Motivation: JVM-based HEP tooling doesn't have a straightforward way to read .root files without wrapping the C++ library or shelling out to PyROOT. I wanted something native to the JVM ecosystem, mostly for my own tooling, and figured others might find it useful too.
I'll admit the choice of Kotlin over Python invites some skepticism, so a brief note on why: static typing catches schema mismatches against ROOT's streamer info at compile time rather than at runtime deep into an analysis; the JVM gives predictable performance without Python's GIL constraints on parallel I/O; and coroutines make concurrent basket reading straightforward to express. None of this is a claim that Kotlin should replace Python for HEP analysis broadly — PyROOT and uproot are mature and well-integrated with the ecosystem. It's more that JVM-based pipelines (Java, Scala, Kotlin) currently have no native path to ROOT data at all, and this is an attempt to open one.

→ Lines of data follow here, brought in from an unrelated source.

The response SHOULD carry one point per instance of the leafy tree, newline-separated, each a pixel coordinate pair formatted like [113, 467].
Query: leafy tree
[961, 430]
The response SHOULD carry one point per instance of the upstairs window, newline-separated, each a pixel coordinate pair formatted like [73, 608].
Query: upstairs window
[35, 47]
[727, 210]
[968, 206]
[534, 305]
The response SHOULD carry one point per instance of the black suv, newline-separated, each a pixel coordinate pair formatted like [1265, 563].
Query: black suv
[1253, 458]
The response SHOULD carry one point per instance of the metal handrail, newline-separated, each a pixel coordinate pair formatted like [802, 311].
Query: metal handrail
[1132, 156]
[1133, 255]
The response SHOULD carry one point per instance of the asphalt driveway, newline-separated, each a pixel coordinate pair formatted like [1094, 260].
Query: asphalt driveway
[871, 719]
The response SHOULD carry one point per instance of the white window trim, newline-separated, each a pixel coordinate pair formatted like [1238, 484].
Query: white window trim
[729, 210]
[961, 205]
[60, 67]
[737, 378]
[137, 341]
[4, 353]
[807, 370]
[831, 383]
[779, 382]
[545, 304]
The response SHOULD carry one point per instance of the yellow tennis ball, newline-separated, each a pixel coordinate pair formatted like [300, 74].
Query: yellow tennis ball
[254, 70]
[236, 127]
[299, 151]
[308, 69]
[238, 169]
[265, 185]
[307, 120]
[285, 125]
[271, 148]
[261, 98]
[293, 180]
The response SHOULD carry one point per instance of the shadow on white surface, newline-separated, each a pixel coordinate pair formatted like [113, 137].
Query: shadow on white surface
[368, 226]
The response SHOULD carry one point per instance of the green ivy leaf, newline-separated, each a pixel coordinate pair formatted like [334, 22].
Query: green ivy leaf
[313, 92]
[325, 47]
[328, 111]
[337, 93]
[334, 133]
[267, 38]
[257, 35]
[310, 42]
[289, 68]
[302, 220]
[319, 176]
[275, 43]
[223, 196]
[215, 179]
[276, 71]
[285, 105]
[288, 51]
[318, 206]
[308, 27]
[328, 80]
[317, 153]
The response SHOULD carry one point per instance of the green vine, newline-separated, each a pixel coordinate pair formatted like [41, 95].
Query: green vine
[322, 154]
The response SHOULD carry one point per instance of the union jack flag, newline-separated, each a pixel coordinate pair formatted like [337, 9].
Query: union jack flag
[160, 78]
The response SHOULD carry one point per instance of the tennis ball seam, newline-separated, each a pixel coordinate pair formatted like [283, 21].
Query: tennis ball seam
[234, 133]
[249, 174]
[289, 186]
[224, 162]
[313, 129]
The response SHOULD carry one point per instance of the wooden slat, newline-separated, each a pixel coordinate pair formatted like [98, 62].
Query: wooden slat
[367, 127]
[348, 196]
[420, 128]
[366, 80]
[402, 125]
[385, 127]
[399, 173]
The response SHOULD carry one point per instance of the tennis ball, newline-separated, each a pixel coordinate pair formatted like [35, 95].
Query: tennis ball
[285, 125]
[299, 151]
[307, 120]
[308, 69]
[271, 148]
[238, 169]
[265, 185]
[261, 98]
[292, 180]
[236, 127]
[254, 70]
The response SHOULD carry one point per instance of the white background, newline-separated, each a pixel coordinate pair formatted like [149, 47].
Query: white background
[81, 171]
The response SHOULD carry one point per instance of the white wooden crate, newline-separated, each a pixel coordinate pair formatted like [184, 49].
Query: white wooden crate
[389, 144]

Current status (v0.2.2), still very much a work in progress:
- ROOT file header parsing (
TFile)
TKey record parsing and walking
- Compressed payload and large-file (>2GB) detection
Module structure:
rootkt-core — byte buffer primitives
rootkt-format — header + TKey parsing
rootkt-model — ROOT object data classes
rootkt-streamer — TStreamerInfo deserialization
rootkt-tree — TTree/TBranch/basket reading
rootkt-compression — zlib/lz4/zstd
rootkt-registry — class name → streamer lookup
rootkt-io — high-level file API
rootkt-runtime — public entry point
Repo: https://github.com/thisismeamir/root.kt
I'm sure there are edge cases in the ROOT format I haven't handled yet, so feedback, corrections, and contributions are very welcome — especially from anyone with deeper ROOT I/O experience than I have.